Obama for America’s data architect Luke Peterson told me then that the campaign “used data mining and integration to figure out ‘who the cream was on our barrel,’ on whom it should unleash its hordes of volunteers.” He said the campaign’s data-mining effort was its single biggest technology-derived success.

But the data landscape for 2012 is much different. On Twitter alone, President Obama has surpassed the 10-million-follower mark, and more than 23 million people “Like” his Facebook profile. That’s on top of the various other information sources that campaigns typically use, so there’s lots of opportunity for the President’s data team to mine social data alongside traditional data sources to determine where to campaign and how to do it most effectively.

Those large follower counts are why social media data could be such a game-changer for Obama 2012; their sheer scale is unrivaled. The President has essentially built himself a giant focus group that can be sorted, with relative accuracy, by age, geography and other relevant demographic factors. By way of comparison, Mitt Romney has about 93,000 Twitter followers, and Rick Perry — who utilized data very effectively in his last Texas gubernatorial campaign — has about 88,000 followers.

I recently spoke with someone familiar with the analytics efforts of political campaigns, who explained to me just how important analytics have become since the Clinton re-election campaign in 1996. Essentially, he said, Clinton brought about the idea of focusing on swing voters instead of expending resources trying to reach the entire voting base, many of whom were already locked in to one candidate or another.
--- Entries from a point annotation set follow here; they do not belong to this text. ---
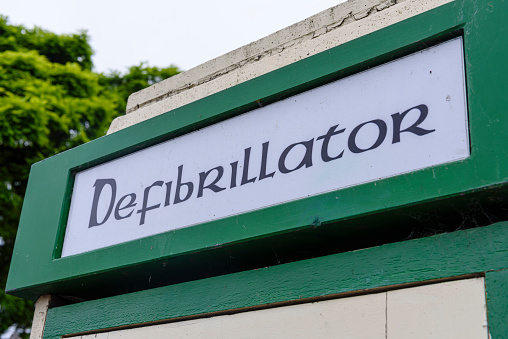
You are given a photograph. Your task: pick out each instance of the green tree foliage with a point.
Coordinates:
(50, 101)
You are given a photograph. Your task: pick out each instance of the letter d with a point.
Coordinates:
(99, 185)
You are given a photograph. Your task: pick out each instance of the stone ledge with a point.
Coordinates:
(327, 29)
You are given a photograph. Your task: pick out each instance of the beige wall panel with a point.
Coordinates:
(447, 310)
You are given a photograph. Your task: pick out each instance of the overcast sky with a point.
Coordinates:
(183, 33)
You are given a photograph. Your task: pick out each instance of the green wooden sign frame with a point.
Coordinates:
(37, 267)
(387, 267)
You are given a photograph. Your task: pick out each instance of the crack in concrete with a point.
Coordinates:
(349, 18)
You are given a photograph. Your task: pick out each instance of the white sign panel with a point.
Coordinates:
(400, 117)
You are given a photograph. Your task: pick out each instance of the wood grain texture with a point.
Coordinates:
(37, 270)
(454, 254)
(497, 303)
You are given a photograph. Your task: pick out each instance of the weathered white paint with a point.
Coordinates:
(431, 80)
(39, 320)
(330, 28)
(440, 311)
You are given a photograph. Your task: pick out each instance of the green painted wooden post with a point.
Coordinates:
(464, 253)
(124, 268)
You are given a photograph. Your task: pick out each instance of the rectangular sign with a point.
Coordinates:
(400, 117)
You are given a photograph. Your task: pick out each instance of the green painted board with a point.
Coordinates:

Spearheaded by Karl Rove, the George W. Bush campaigns took targeted campaigning to another level by focusing on swing voters it actually could swing (i.e., non-voting Republicans).

The Bush team, the expert explained, showed how to meld information from voter-registration lists, polls, and sources such as Experian and Axciom to figure out even more about who to target. Voters earning $200,000 a year and driving large SUVs or luxury cars, for example, might not be as receptive to campaign literature about gas prices as would cash-strapped voters driving 15-year-old cars. It’s all about targeting the right groups with the right messages, which requires data experts.

Going forward, I expect all campaigns will have to place greater significance on social media, because it offers the potential to do unprecedented things around personalization and message-targeting. Imagine, for example, attributing a greater weight to a particular poll response because of that person’s demographics, social network or Klout score. Or using a real-time advertising service like 33Across to intelligently place ads based on where certain sects of a candidate’s social graph are likely to visit, instead of just buying banners on certain high-traffic sites or relying on Google (s goog) AdWords.

Even with all the data mining, though, campaigns still place a premium on privacy. As my expert explained, nobody’s sitting around sifting through data on an individual basis and intentionally targeting specific individuals. Campaigns are very cognizant of not using or exposing personally identifiable information or otherwise violating individual privacies, and data security is tantamount. After all, a security breach or the exposing unscrupulous data practices could spell doom for a campaign.